Les Medley

Personal information
- Full name: Leslie Dennis Medley
- Date of birth: 3 September 1920
- Place of birth: Edmonton, London, England
- Date of death: 22 February 2001 (aged 80)
- Place of death: London, Ontario, Canada
- Position: Left winger

Senior career*
- Years: Team / Apps / (Gls)
- 1939–1953: Tottenham Hotspur / 164 / (46)
- 1953–1957: Toronto Ulster United
- 1958–1961: Randfontein
- Total:  / 164 / (46)

International career
- 1950–1951: England / 6 / (1)
- 1951: Rest of the UK / 1 / (1)

= Les Medley =

English footballer

Leslie Dennis Medley (3 September 1920 – 22 February 2001) was an English footballer who played as a left winger.

Born in Edmonton, London, aged 11 he gained a scholarship place at the Latymer School in Edmonton.
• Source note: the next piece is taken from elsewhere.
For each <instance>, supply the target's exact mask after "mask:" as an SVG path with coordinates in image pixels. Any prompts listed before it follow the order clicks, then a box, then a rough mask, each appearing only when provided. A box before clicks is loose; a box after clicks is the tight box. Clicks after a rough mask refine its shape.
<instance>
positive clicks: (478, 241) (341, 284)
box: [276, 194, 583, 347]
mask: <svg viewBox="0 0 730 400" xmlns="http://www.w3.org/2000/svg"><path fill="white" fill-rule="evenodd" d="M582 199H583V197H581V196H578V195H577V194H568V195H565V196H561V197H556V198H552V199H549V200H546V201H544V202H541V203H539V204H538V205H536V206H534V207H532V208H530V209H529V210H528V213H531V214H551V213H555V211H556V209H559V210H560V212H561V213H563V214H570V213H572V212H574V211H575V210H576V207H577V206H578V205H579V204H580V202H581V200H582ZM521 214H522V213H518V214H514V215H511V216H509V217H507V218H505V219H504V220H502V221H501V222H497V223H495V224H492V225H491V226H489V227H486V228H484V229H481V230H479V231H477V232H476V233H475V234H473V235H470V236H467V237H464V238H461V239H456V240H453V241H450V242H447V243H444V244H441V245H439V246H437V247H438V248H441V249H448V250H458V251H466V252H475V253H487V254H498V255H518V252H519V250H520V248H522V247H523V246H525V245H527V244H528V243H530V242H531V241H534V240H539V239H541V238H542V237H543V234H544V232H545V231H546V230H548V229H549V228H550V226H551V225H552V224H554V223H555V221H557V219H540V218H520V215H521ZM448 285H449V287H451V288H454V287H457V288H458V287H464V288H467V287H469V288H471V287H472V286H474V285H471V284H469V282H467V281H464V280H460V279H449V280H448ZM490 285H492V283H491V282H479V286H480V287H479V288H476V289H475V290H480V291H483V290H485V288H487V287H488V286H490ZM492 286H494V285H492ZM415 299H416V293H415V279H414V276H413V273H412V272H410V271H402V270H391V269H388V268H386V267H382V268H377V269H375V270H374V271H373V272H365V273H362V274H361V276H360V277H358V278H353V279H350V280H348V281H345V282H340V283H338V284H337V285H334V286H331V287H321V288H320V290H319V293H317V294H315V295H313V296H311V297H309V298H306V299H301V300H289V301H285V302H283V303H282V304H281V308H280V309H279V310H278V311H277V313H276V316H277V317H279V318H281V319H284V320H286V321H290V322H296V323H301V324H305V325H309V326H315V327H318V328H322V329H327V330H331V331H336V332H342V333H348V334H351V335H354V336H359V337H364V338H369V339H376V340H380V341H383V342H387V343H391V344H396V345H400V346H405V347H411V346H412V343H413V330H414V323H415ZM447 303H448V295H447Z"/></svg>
He played for the school team and was selected for the schoolboys' England eleven. Medley joined Tottenham Hotspur in 1939 and appeared as a guest player for West Ham United in World War II. Medley was a key man in the Tottenham Hotspur's famous 'push and run' side that won the First Division championship in 1950-51 having won the Second Division the season before, when Les was top scorer. He also won six England caps. He left London in 1953 and joined the Canadian champions Toronto Ulster United in the National Soccer League, joining Len Garwood his former Tottenham teammate.